Avukat Gülbahar, şiddetle mücadele eden kadınların baskı altında olduğu bir toplumda kadınların korunmasının mümkün olmadığını söylüyor. Gülbahar, şiddetle mücadele eden kadınlara baskıyı da şöyle anlatıyor:

“Kadın öldürüldükten sonra o kadına, o kadının geride kalan çocuklarına bir yararı yok ki; ağırlaştırılmış müebbet de verseniz, idam da etseniz kadın katillerini. Oraya varmadan önce devletin politika oluşturması lazım. Tam tersine politika oluşturacak kadın örgütlerini, kadın derneklerini zaten kıskaç altında tutan ve dahası yeni çıkan derneklere sınırlama getiren kanunla kadına yönelik şiddetle mücadele edecek derneklere bile kayyum atama riski taşıyan koşullarda yaşıyoruz şu anda.””

“Her cinayet sonrası yapılan kınamalar bir anlam ifade etmiyor”

İstanbul Sözleşmesi’nin uygulanması için iktidarla, muhalefet arasında da büyük bir çekişme var. Muhalefet, sözleşmenin uygulanması gerektiğinde ısrar ederken hükümetin hep “yan çizdiği”nden yakınıyor.

CHP Kadın Kolları Genel Başkanı Aylin Nazlıaka ise hükümetin her cinayetten sonra yayımladığı kınama mesajlarının hiçbir anlam ifade etmediğini söylerken, kadın, aile ve toplum hayatı konusunda yaptığı açıklamalarla sürekli eleştirilen Diyanet İşleri Başkanlığı’nın da topluma yön vermeye çalışmaktan vazgeçmesi gerektiğini ifade ediyor.

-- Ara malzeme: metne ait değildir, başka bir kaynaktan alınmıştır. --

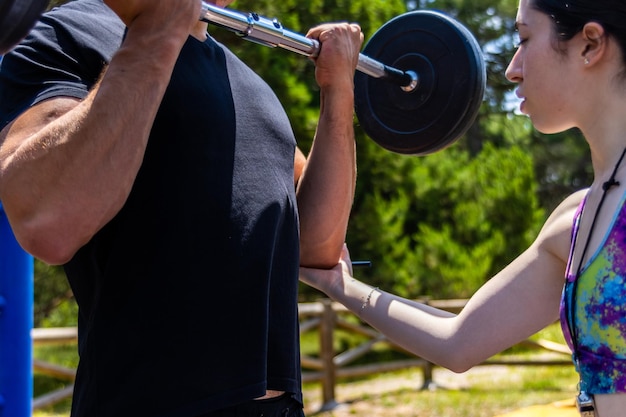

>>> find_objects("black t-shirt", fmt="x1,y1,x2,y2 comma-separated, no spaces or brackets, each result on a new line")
0,0,302,417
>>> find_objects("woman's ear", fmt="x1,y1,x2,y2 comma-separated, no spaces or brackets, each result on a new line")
581,22,607,65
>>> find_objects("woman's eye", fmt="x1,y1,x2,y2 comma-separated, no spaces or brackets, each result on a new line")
515,38,528,49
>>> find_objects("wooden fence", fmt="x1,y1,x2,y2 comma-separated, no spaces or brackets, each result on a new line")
32,299,571,410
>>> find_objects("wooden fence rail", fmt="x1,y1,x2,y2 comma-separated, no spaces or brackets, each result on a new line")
32,299,571,410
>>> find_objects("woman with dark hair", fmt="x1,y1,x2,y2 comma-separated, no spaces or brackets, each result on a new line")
300,0,626,417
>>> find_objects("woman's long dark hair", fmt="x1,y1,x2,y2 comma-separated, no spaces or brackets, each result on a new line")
530,0,626,62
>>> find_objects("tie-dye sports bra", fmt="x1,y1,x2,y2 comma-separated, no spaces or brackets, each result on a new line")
561,192,626,394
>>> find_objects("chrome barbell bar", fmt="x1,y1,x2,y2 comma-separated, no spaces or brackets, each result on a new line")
200,2,419,91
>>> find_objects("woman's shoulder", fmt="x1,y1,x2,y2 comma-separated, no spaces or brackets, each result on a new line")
535,189,587,261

Nazlıaka, hükümetin cinsiyet eşitliği politikalarını hayata geçirmesi gerektiğini şöyle anlatıyor:

“Şiddete yönelik sıfır toleransla yaklaşıyoruz deyip İstanbul Sözleşmesi’ni ve 6284’ü hayata geçirmeyenler daha ne kadar bu kınamaları yapmaya devam edecekler. Kadının en iyi mesleğinin, en iyi kariyerinin annelik olduğunu iddia eden Diyanet’in aklıyla yönetilemez bu ülke. Biz artık katledilen kız kardeşlerimizin çetelesini tutmaktan bıktık. Önemli olan kadına yönelik şiddeti kınamak değil, kadına yönelik şiddeti önlemek, eşitlikçi politikaları hayata geçirmek ve kadının hayatın her alanında güçlenmesini teminat altına almaktır.”